Anyone can be driven to insane. I know insanity sometimes means coping and is also a safe word for no one understands me. I know we’re all afraid of being misunderstood. I know honey is sticky and never goes bad. I know a Holy Ghost when I see one.
I know how to speak in tongues. I know it’s a language God made so the devil, aka Lucifer wouldn’t understand. I don’t understand. I know Lucifer is a smooth Zoot Suit wearing brother with swag and an ill ear for music. I know he loves jazz and bought Robert Johnson’s soul. I’m sure glad he did.
I know how to pray over someone who’s been betrayed or ill or depressed or hopeless. I know prayer is about speaking things into existence. Vibration is how sound travels. I know sound is the silver lining to how we communicate.
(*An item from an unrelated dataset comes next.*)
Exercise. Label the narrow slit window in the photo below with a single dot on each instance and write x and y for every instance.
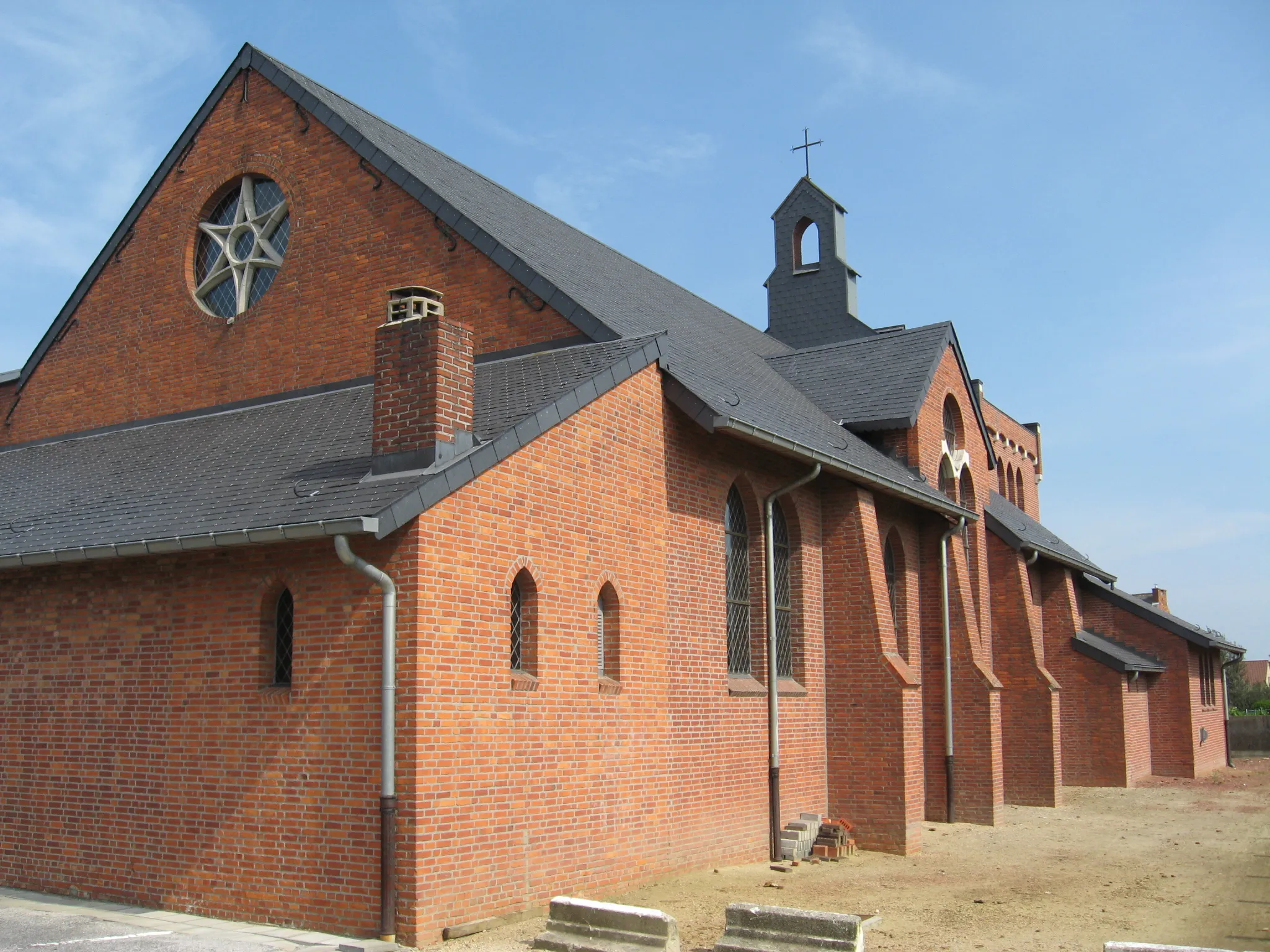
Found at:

I know people say things they don’t always mean.
I know we don’t mean what we say when we say it, but how we say it. I know realtors call haunted or homes possessed by ghosts when someone’s died stigmatized property. Photographs are documents we can choose to revisit moments in our lives and manipulate their memory. I know front porch swings are reminiscent of old southern plantation homes.
I know the mid-Atlantic slave trade fascinates me. I’ve imagined Goree Island before ever visiting it. Disillusionment is a hell of a drug. I wish I could have treated Harriet Tubman to dinner or a night on the dance floor.
I know each world has its own science and its own fiction. Time isn’t linear. No, space is not the distance between two variables, but more like an empty chest or rather the absence of objects, the lack of furniture in a room. Or better yet, the reason people separate into different homes, states or countries.
Sometimes into different arms and different beds, into different futures. I know abandonment is a boy named Jason in a halfway house who stutters when he reads his poems because his grandmother used to yell at him like a beaten up pit bull tied to a backyard fence in east New York.
I know Jack Smith taught me how to look at garbage differently. How to be strange and flamboyant. I know hands reach for things like doorknobs and buttons and breasts and cocks and slits and wrists. I know blood scabs under the sun, hospitals smell like spoiling bodies.
I know I don’t know very much outside of what I know, but this is all the unknowing.